2.4. Uncertainty propagation

By using Monte Carlo sampling to generate many realizations of the data with different noise, we can compute statistics over the resulting population of fits.

[8]:

n_samples = 1000  # Number of Monte Carlo samples
m_samples_list = []
c_samples_list = []

# Create the regression once outside the loop to avoid re-initializing it every iteration
reg_mc = LinearRegression()

for _ in range(n_samples):
    # Generate new y_sample using the same x and the helper function for consistency
    _, _, _, y_sample = generate_linear_data(
        m=true_slope, c=true_intercept, num=num, x_range=x_range, y_noise_std=y_noise_std
    )
    # Scale the resampled y using the same scaler as before
    y_sample_scaled = data_scaler.transform_y(y_sample)

    # Fit regression on scaled data with noise-based weights
    reg_mc.fit(
        x_true_scaled_reshaped,
        y_sample_scaled.reshape(-1, 1),  # type: ignore
        # Specify the weights as the inverse of the variance (1 / std^2) for WLS
        sample_weight=1 / y_noise_std_scaled**2,
    )
    m_samples_list.append(reg_mc.coef_)
    c_samples_list.append(reg_mc.intercept_)

m_samples = np.array(m_samples_list).flatten()
c_samples = np.array(c_samples_list).flatten()

We now plot the distributions of the fitted slope (\(m\)) and intercept (\(c\)) values obtained from the Monte Carlo simulations. These plots show the marginal distributions of each parameter.

[9]:

fig, axes = plt.subplots(1, 2, figsize=(8, 4))

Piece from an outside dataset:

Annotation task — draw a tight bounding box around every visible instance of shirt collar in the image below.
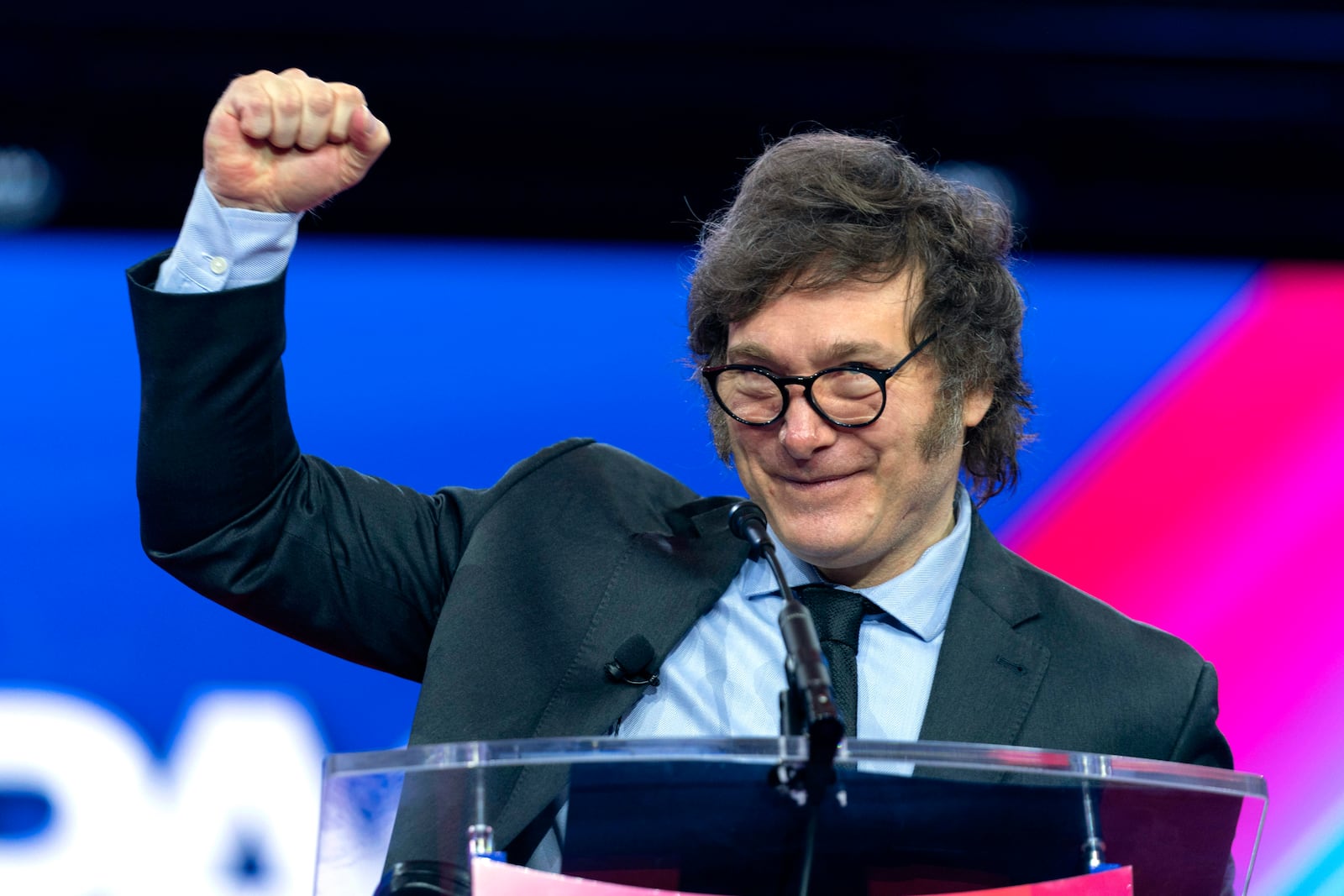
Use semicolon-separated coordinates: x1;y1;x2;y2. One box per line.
742;482;972;641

# Histogram for m_samples (slope)
axes[0].hist(m_samples, bins=30, color="skyblue", edgecolor="black")
axes[0].set_title("Distribution of scaled slope (m)")
axes[0].set_xlabel("Scaled slope (m)")
axes[0].set_ylabel("Frequency")

# Histogram for c_samples (intercept)
axes[1].hist(c_samples, bins=30, color="salmon", edgecolor="black")
axes[1].set_title("Distribution of scaled intercept (c)")
axes[1].set_xlabel("Scaled intercept (c)")
axes[1].set_ylabel("Frequency")

plt.tight_layout()

../_images/linear_regression_2_weighted_least_squares_17_0.png

We calculate the maximum a posteriori (MAP) estimate as described in the OLS lecture.

[10]:

map_m, map_c = joint_map_estimate(m_samples, c_samples)

print(f"MAP estimate: Slope (m) = {map_m:.4f}, Intercept (c) = {map_c:.4f}")

MAP estimate: Slope (m) = 1.0596, Intercept (c) = 0.0956

We plot the corner plot

[11]:

g = plot_corner(m_samples, c_samples)

# Plot the MAP estimate on the lower left plot
ax = g.axes[1, 0]
ax.plot(map_m, map_c, "ro", label="MAP estimate")
ax.plot(wls_slope, wls_intercept, "bs", label="Single WLS estimate")
ax.legend()

[11]:

<matplotlib.legend.Legend at 0x70c91d7ef9d0>

../_images/linear_regression_2_weighted_least_squares_21_1.png

and compare the regression results visually.

[12]:

fig, ax = plot_true_relationship_and_noisy_data(
    x_true_scaled, y_true_scaled, y_obs_scaled, y_noise_std_scaled
)

# add the WLS solution
ax.plot(x_true_scaled, reg.predict(x_true_scaled_reshaped), "b-", label="Single WLS fit")

# Add MAP fit line
y_map_fit = map_m * x_true_scaled + map_c  # type: ignore
ax.plot(x_true_scaled, y_map_fit, "g-", label="MAP fit")

ax.legend()  # Update legend

[12]:

<matplotlib.legend.Legend at 0x70c91d66a5d0>

../_images/linear_regression_2_weighted_least_squares_23_1.png

2.5. Summary

Weight least-squares (WLS) extends the possibility of least-squares fitting to data with variable noise in response variables (\(y\)).
As with OLS, WLS is simple to implement and computationally efficient.
Combining WLS with Monte Carlo simulation permits uncertainty estimation on the parameters.